The article calls these concerns unfounded. But at the same time, examples are given when the USSR entered into an alliance with the imperialists of the USA and Britain against German fascism. From this analogy alone, it can be seen that the critics’ fears are not unfounded. It is one thing when there is a proletarian, socialist state and it uses the contradictions between the capitalists for its own preservation. It is quite another thing when there is no socialist state in Russia, and Russian communists may be asked to support the bourgeois Russian state. Actually, the events of 2022 have shown the full validity of the fears of critics of the export theory.
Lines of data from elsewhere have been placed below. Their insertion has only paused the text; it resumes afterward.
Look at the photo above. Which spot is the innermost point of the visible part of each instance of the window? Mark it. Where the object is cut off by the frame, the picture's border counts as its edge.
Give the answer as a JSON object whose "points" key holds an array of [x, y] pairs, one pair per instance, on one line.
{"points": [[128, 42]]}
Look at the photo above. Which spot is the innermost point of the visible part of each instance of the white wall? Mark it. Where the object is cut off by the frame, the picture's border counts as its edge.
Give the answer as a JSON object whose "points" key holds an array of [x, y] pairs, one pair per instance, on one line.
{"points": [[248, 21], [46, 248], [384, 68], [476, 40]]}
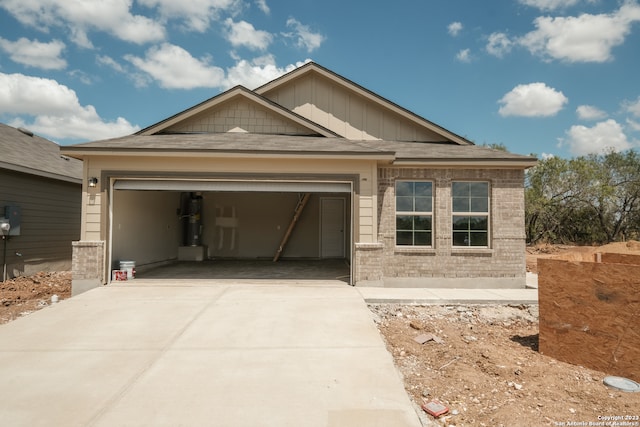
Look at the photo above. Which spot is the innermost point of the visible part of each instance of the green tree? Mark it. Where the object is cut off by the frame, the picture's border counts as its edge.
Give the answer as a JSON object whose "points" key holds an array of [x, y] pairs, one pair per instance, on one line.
{"points": [[589, 199]]}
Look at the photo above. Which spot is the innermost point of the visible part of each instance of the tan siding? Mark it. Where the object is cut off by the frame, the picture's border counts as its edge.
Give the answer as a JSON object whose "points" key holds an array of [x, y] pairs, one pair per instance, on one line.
{"points": [[238, 114], [347, 113], [50, 218]]}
Fourthly, attributing such features of foreign policy as aggressive wars, violation of international law, etc., which are completely natural for imperialism, for capitalism in general, and for any exploitative state in general, whether slave—owning, feudal, or capitalist, attributing them to some kind of “fascism for export” is, in fact, justification and apologia of capitalism. Since this leads to the conclusion that ordinary, “non-fascist” capitalism can and even should exist without violence against other peoples, without wars and seizures, without organizing coups in other countries, etc. Which contradicts the very essence of capitalism.

Finally, modern imperialism is indeed characterized by fascist tendencies, but there is no fundamental difference between the different imperialist states in this matter. In many ways, today’s Russia is even ahead of its Western competitors.

In general, the theory of “fascism for export” could only lead to the theoretical and practical disorientation of the Communists and their supporters. And to support his bourgeois government. Which is exactly what the RCRP has come to.